The best way to upset a team with superior talent was to shorten the game, control the pace of play, limit the number of possessions. He was a maniac about defense, and games that used to be played in the 70s were now played in the 50s. If it was late and you were floundering to score half a hundred, then Daddy Mass had you cooked.

He rode that all the way to the top, to the national championship in 1985. The Perfect Game. The epic upset. Celebrated in legend and lore. It wouldn't have been possible had there not been the shot clock.

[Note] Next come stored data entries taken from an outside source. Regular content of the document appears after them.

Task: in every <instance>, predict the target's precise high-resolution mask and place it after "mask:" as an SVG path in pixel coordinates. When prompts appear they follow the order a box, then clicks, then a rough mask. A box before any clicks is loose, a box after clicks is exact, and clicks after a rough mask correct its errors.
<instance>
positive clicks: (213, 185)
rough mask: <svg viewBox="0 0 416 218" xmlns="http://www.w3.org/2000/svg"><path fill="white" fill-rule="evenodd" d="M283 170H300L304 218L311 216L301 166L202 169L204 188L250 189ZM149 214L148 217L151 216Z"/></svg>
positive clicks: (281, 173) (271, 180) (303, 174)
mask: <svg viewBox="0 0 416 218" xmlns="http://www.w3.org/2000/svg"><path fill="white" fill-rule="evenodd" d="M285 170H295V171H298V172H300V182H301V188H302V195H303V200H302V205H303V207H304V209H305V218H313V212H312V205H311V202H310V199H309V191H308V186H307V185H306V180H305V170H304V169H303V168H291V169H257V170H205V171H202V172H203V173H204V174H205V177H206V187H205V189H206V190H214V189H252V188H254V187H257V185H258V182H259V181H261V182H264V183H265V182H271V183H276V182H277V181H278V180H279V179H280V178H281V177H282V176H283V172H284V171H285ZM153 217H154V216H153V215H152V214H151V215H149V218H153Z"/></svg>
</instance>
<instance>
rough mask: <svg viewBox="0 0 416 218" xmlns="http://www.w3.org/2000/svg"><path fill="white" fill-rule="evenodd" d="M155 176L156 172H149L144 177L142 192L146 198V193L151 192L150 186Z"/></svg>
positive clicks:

These were the golden days for the Big East, Georgetown and St. John's, the bullying John Thompson and the snake oil salesman Louie Cerneseca, and, yes, Villanova and the ambitious Daddy Mass. The big games were always at Madison Square Garden, that self-trumpeting the World's Most Famous Arena, and I still remember a cold winter night in Manhattan, and Daddy Mass, flush from a big win, celebrating with a victory cigar about as big as a baseball bat, surrounded by the usual retinue of loyal followers, breathing in the bracing air, savoring the moment. Bright Lights, Big City indeed.

It was that ambition, that craving for the big time, that ultimately did him in. At least that's what the critics said at the time — and some still do.

The blame for the unraveling of the Big Five was laid at the feet of Villanova, and the coach who shuffled the schedules to produce more national exposure, more Bright Lights, Big City.

Daddy Mass refuted the charges, but the demise was sealed. Only now have the shattered pieces been swept up, and still not to everyone's satisfaction.

By 1992, Daddy Mass and 'Nova were done, and he bolted for the ultimate Bright Lights, Big City venue.

UNLV.

It was a long, slow slide downhill. From Vegas to Cleveland State. And, finally, in '03, retirement.

He played 36 holes every day. Along the way he got cancer. He got up nose-to-nose to stare at Big C, and Big C realized Daddy Mass wasn't blinking.

He went after cancer with a fullcourt press, but the chemo all but killed him, so he yanked out all the drip bags and tubing and he found refuge in the most familiar place of all. On the baselines where once he roamed, coaching up a storm.

So here was the safe harbor, in West Palm Beach, Fla., at Northwood University, which became Keiser University, a tiny business school with 726 students, smaller than many high schools. The Seahawks were an NAIA Division II school. The low, low, low minors.

No matter. Remember what he said? You're right. I'd probably coach for nothing.